Fiction : Julie Sokolow

The minivan was gliding down the road bordered by a wooden fence that separated the farm from the cemetery. Donald didn’t like that the two were so close together. The times he had visited graves, he thought he smelled corn and manure and the times he visited the farm, he thought he smelled rotting flowers. Sometimes he thought it was all in his head, but it still bothered him.

Donald pulled into a stone parking lot off the intersection. A woman with a puckered face was smoking and leaning on the hood of a black Lexus.

“Hi, Madeline,” Donald said.

Madeline stared at Donald as he fumbled with a ring of keys. She flicked her cigarette and followed him through the blue door of the cottage.

“I’m too old for this, Donald,” she said, stretching out on the divan and slipping off her loafers. “These men don’t understand that I’m too old for that kind of dependency.”

When Madeline had first started coming to Donald, she was married to an older man who had just retired. She said she had anxiety because her husband slept late, gained weight, and requested that she inspect his body for lumps on a weekly basis. She had said then that she was too old for that kind of dependency.

“I never had children because I never had the maternal instinct. Now these grown men expect something of me and it makes me feel like I’m a bad mother. I let them wrap their hairy arms around me while I think about abandoning them,” she said.

Donald slumped down in his chair and sniffled. He had plugged every outlet with scented air fresheners, but the cottage still smelled like a dentist’s office. It still smelled as foreign as it had when the realtor first showed it to him.

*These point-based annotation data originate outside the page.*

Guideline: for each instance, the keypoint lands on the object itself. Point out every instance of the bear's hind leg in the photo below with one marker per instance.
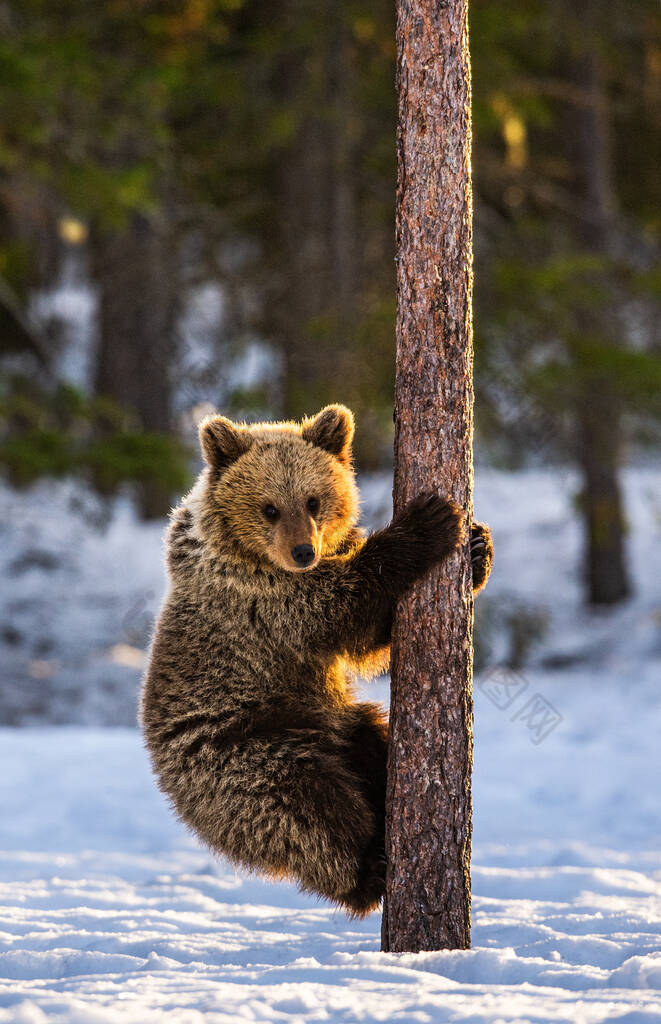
(295, 808)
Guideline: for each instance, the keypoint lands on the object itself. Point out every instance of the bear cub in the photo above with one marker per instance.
(275, 600)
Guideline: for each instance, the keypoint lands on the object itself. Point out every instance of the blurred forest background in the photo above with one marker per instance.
(214, 180)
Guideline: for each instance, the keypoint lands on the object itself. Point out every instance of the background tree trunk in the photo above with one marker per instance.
(429, 808)
(599, 414)
(136, 271)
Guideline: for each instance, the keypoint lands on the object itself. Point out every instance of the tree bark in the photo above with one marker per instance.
(429, 806)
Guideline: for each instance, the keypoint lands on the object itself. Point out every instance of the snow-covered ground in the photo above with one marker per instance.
(109, 911)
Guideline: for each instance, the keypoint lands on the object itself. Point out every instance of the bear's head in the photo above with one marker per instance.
(281, 492)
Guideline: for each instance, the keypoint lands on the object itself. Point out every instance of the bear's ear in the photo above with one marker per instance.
(332, 429)
(222, 441)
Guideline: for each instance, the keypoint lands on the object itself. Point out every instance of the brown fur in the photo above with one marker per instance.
(247, 706)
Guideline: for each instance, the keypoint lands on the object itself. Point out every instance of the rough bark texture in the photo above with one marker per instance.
(428, 839)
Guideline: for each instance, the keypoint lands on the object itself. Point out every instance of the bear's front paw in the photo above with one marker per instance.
(435, 522)
(481, 554)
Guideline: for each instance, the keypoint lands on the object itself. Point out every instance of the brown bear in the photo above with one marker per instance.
(275, 600)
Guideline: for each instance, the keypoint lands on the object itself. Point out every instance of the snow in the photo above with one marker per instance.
(109, 911)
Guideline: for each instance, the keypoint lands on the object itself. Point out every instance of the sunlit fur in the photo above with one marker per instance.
(248, 711)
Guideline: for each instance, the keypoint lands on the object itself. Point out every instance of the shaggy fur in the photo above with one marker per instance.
(247, 707)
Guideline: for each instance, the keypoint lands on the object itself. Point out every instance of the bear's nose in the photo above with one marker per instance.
(303, 554)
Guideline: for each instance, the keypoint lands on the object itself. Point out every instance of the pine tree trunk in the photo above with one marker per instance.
(429, 809)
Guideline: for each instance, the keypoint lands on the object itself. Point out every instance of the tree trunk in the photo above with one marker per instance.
(429, 808)
(135, 269)
(599, 415)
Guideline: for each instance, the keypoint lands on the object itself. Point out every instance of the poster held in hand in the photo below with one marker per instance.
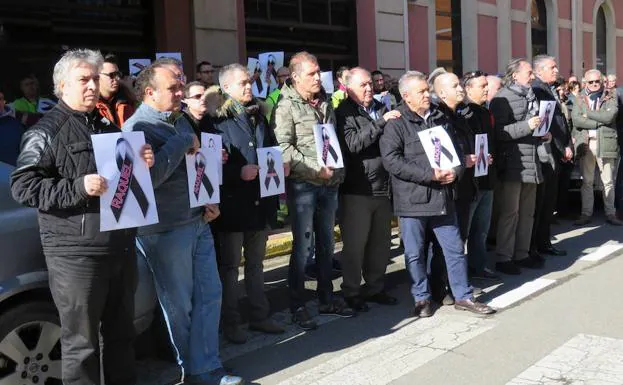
(439, 148)
(270, 62)
(546, 113)
(203, 187)
(214, 147)
(130, 200)
(259, 88)
(137, 65)
(326, 78)
(271, 174)
(327, 146)
(481, 167)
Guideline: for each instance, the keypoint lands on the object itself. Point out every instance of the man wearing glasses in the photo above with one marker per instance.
(116, 102)
(205, 73)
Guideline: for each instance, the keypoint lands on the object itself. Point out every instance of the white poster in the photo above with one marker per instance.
(129, 200)
(203, 187)
(214, 147)
(327, 146)
(326, 78)
(272, 174)
(258, 85)
(439, 148)
(270, 62)
(137, 65)
(482, 155)
(546, 113)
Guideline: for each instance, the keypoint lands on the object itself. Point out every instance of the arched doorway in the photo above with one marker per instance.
(538, 18)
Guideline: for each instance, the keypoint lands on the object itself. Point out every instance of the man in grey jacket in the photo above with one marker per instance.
(515, 111)
(594, 116)
(180, 248)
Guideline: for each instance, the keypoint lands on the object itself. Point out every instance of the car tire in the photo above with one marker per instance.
(30, 351)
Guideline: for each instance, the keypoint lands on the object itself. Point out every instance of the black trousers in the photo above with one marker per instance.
(95, 294)
(546, 197)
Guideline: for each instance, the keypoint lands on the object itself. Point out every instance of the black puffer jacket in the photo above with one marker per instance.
(359, 136)
(56, 154)
(242, 208)
(414, 191)
(517, 159)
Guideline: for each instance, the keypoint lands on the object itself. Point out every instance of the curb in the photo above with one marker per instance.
(281, 244)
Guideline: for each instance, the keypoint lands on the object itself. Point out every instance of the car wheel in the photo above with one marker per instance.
(30, 349)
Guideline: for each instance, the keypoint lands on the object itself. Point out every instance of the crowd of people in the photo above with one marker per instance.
(194, 253)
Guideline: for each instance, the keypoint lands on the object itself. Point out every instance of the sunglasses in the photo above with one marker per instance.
(113, 75)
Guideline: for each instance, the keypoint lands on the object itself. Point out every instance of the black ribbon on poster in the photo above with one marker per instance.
(127, 182)
(201, 178)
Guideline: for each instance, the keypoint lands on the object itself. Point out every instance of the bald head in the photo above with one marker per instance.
(448, 89)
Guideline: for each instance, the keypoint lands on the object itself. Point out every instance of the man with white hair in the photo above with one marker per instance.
(594, 116)
(364, 196)
(423, 197)
(92, 274)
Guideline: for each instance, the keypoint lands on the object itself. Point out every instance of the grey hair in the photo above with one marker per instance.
(405, 79)
(71, 59)
(593, 71)
(349, 74)
(511, 69)
(226, 72)
(539, 61)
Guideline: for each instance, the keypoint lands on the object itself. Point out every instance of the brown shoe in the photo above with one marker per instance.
(423, 309)
(582, 220)
(613, 220)
(473, 306)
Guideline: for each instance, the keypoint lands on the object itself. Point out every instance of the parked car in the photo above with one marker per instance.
(29, 324)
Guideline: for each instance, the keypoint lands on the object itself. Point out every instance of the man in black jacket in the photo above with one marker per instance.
(246, 217)
(546, 71)
(365, 205)
(423, 197)
(92, 274)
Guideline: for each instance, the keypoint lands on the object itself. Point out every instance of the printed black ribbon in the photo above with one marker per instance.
(481, 160)
(327, 148)
(201, 178)
(127, 181)
(271, 173)
(440, 149)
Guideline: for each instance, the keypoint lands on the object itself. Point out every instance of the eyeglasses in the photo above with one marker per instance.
(113, 75)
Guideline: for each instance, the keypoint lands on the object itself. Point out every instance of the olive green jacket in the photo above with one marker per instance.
(603, 120)
(293, 122)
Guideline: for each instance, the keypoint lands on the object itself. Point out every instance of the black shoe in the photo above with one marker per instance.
(530, 263)
(357, 304)
(382, 298)
(552, 250)
(473, 306)
(508, 267)
(302, 318)
(423, 309)
(337, 308)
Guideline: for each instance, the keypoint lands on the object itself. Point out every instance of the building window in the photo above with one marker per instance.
(325, 28)
(539, 27)
(448, 35)
(601, 61)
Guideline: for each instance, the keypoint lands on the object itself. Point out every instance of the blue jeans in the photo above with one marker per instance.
(312, 209)
(446, 230)
(477, 229)
(183, 262)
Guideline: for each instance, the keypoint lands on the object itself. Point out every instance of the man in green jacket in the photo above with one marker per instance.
(312, 188)
(594, 117)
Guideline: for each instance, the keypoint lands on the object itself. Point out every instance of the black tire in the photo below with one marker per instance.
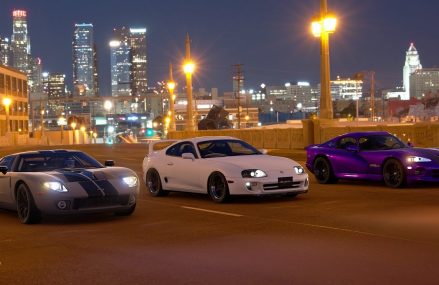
(394, 175)
(218, 188)
(323, 171)
(26, 210)
(127, 212)
(154, 183)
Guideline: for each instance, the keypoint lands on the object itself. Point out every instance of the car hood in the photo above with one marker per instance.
(257, 161)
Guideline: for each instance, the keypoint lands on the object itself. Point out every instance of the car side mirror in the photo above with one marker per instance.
(353, 148)
(4, 169)
(188, 155)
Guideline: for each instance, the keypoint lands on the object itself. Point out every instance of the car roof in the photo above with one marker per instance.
(46, 151)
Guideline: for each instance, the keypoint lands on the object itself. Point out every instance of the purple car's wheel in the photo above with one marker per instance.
(323, 171)
(394, 174)
(154, 183)
(218, 188)
(26, 209)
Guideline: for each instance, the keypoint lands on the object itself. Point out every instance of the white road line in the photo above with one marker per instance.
(211, 211)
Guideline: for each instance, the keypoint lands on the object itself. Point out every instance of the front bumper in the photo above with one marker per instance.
(267, 186)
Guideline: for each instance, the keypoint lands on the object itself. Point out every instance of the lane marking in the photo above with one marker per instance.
(211, 211)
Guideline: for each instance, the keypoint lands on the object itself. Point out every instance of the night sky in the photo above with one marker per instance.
(271, 38)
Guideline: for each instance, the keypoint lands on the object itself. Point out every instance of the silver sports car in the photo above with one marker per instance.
(57, 182)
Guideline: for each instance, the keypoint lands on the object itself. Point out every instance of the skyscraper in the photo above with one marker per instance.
(412, 63)
(84, 61)
(20, 42)
(121, 64)
(137, 42)
(5, 51)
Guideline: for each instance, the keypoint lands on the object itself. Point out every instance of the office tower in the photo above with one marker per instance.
(137, 42)
(20, 42)
(84, 61)
(412, 63)
(5, 51)
(121, 64)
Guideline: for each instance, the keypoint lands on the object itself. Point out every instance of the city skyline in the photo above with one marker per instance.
(275, 44)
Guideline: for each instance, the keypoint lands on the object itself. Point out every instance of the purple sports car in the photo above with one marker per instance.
(372, 156)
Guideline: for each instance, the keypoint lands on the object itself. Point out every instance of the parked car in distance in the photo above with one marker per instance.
(56, 182)
(220, 167)
(372, 156)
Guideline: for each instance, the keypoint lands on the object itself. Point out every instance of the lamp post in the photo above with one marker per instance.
(189, 68)
(171, 87)
(321, 28)
(7, 102)
(73, 126)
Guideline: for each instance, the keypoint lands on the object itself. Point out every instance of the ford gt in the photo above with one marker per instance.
(56, 182)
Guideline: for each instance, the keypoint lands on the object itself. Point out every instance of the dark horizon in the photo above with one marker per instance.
(272, 40)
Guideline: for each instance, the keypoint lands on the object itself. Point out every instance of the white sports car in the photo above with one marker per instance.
(64, 182)
(220, 166)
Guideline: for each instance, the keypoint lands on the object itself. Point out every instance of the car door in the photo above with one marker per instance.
(347, 162)
(5, 180)
(182, 174)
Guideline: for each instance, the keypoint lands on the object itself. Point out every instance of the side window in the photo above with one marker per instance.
(343, 143)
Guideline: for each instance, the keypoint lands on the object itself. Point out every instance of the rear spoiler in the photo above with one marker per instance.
(156, 145)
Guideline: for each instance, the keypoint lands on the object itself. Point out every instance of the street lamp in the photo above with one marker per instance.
(189, 68)
(321, 28)
(171, 87)
(7, 102)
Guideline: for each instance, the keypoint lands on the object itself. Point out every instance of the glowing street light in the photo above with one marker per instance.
(7, 102)
(171, 87)
(322, 27)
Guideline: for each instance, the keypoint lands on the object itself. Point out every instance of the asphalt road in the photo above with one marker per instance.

“Even you, Donald. You’re not…engaging. You depend on me to fill the air.”

“You called me a tyrant.”

“You’re supposed to be! You’re a psychologist for Christ’s sake.”

Donald looked at the certificates in frames on his wall. He thought the way the lamp light bounced off the glass made them look fake. Madeline turned on her side and curled her feet against the divan. When she had first come in, she said that only an amateur would have a table and chairs. Now every time Donald looked at the divan, he felt like someone somewhere was laughing at him.

“It’s no use talking to you, Donald. I’d probably be better off talking to your wife. We both have to put up with you men and your laziness.”

Donald walked to his desk and opened the top drawer.

“You’re not leaving me now, are you?” Madeline asked, pouting and grinning.

Donald pulled a rolodex out and thumbed through the cards.

“What an ancient device! Are you calling the hospital?” Madeline said and laughed. She grew silent and crept up behind Donald.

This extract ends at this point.